117C051|第117回 歯科医師国家試験 過去問
上顎右側中切歯の色調改善のために、クラウンによる補綴処置を行うこととし た。初診時の口腔内写真(別冊No. 19A)、作業用模型上のクラウンの写真(別冊 No. 19B)及びクラウン装着後の口腔内写真(別冊No. 19C)を別に示す。 矢印の部分が最も関係するのはどれか。1 つ選べ。

解答・解説を見る
正解: e
正答
e
この問題のポイント
クラウン辺縁や歯頸部形態は、歯肉の健康と清掃性に関わる生物学的要件として評価します。
解説
クラウンの歯頸部では、辺縁の適合、位置、オーバーカントゥアの有無、エマージェンスプロファイルが歯肉炎、プラーク停滞、歯周組織への侵襲に影響します。矢印部が歯頸部辺縁や歯肉との関係を示す場合、最も関係するのは生物学的要件です。

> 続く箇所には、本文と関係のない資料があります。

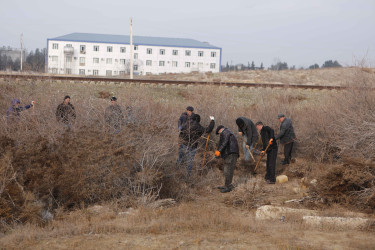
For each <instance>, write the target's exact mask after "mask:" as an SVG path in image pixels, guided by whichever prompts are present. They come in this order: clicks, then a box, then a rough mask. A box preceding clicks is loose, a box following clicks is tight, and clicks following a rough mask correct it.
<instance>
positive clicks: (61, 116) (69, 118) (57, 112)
mask: <svg viewBox="0 0 375 250" xmlns="http://www.w3.org/2000/svg"><path fill="white" fill-rule="evenodd" d="M56 119H57V121H58V122H61V123H63V124H64V125H67V126H68V127H70V126H71V125H72V124H73V123H74V121H75V119H76V111H75V110H74V106H73V105H72V104H71V103H70V96H68V95H67V96H65V97H64V101H63V103H61V104H59V106H57V109H56Z"/></svg>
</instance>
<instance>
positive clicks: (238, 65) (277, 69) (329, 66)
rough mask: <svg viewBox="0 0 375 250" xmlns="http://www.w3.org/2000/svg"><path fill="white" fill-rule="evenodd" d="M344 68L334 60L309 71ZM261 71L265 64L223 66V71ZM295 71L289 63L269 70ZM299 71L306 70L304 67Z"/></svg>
mask: <svg viewBox="0 0 375 250" xmlns="http://www.w3.org/2000/svg"><path fill="white" fill-rule="evenodd" d="M339 67H342V66H341V65H340V63H339V62H338V61H333V60H328V61H325V62H324V63H323V64H322V66H319V65H318V64H317V63H315V64H313V65H311V66H309V67H308V69H319V68H339ZM259 69H261V70H262V69H264V66H263V63H261V64H260V67H256V66H255V63H254V61H253V62H251V64H250V62H249V63H248V64H247V65H244V64H236V65H229V63H228V62H227V64H226V65H223V66H221V71H223V72H225V71H243V70H259ZM286 69H289V70H294V69H296V66H295V65H293V66H290V67H289V66H288V63H287V62H281V61H279V62H277V63H275V64H272V65H271V66H270V67H269V68H268V70H286ZM299 69H304V68H303V67H301V68H299Z"/></svg>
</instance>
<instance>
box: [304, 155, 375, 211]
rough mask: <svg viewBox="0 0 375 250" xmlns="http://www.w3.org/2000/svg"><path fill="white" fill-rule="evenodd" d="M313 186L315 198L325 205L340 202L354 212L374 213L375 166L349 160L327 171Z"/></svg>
mask: <svg viewBox="0 0 375 250" xmlns="http://www.w3.org/2000/svg"><path fill="white" fill-rule="evenodd" d="M317 180H318V182H317V184H316V185H314V186H311V187H310V196H311V197H312V199H315V200H317V201H320V202H322V203H323V204H325V205H331V204H334V203H338V204H340V205H344V206H347V207H349V208H351V209H353V210H358V211H362V212H367V213H373V212H374V211H375V164H374V163H370V162H365V161H361V160H357V159H346V160H345V162H344V164H342V165H339V166H334V167H332V168H329V169H327V170H326V171H325V172H323V173H322V175H321V176H320V177H318V178H317Z"/></svg>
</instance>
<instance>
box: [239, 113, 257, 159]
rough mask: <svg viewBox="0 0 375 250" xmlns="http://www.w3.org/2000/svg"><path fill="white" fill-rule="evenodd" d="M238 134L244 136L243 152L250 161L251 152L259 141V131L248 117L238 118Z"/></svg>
mask: <svg viewBox="0 0 375 250" xmlns="http://www.w3.org/2000/svg"><path fill="white" fill-rule="evenodd" d="M236 124H237V126H238V134H239V135H240V136H242V137H243V154H244V160H245V161H246V162H248V161H250V152H249V151H251V150H252V149H253V147H254V146H255V144H256V143H257V141H258V131H257V128H256V127H255V125H254V123H253V122H252V121H251V120H250V119H248V118H246V117H238V118H237V119H236Z"/></svg>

審美性、強度、材料特性も重要ですが、歯周組織との調和と清掃性は生物学的要件として整理します。
画像の確認
実画像では、模型上のクラウン歯頸部に矢印が向き、装着後は周囲歯肉と連続する自然な歯頸形態になっている。歯肉への圧迫や清掃性に関わる歯頸部カントゥアであるため、生物学的要件を選ぶ正答eを支える。
選択肢の確認
a.機能的要件
この条件では最も関係するものではありません。
機能的要件は咬合、発音、咀嚼などに関係しますが、矢印部の歯周組織との関係を直接表すものではありません。
b.審美的要件
この条件では最も関係するものではありません。
審美的要件は色調、形態、透明感、左右対称性などに関係します。
c.力学的要件
この条件では最も関係するものではありません。
力学的要件は破折抵抗、保持・抵抗形態、咬合力への耐久性などに関係します。
d.材料学的要件
この条件では最も関係するものではありません。
材料学的要件は陶材やジルコニアなどの物性、接着、熱膨張などに関係します。
e.生物学的要件
正答。最も関係します。
クラウン辺縁と歯肉の位置関係、清掃性、歯周組織への影響は生物学的要件です。
覚えるポイント
- クラウン辺縁は歯周組織と調和させる。
- 過豊隆や辺縁不適合はプラーク停滞を招く。
- 機能・審美・力学・材料・生物学的要件を区別する。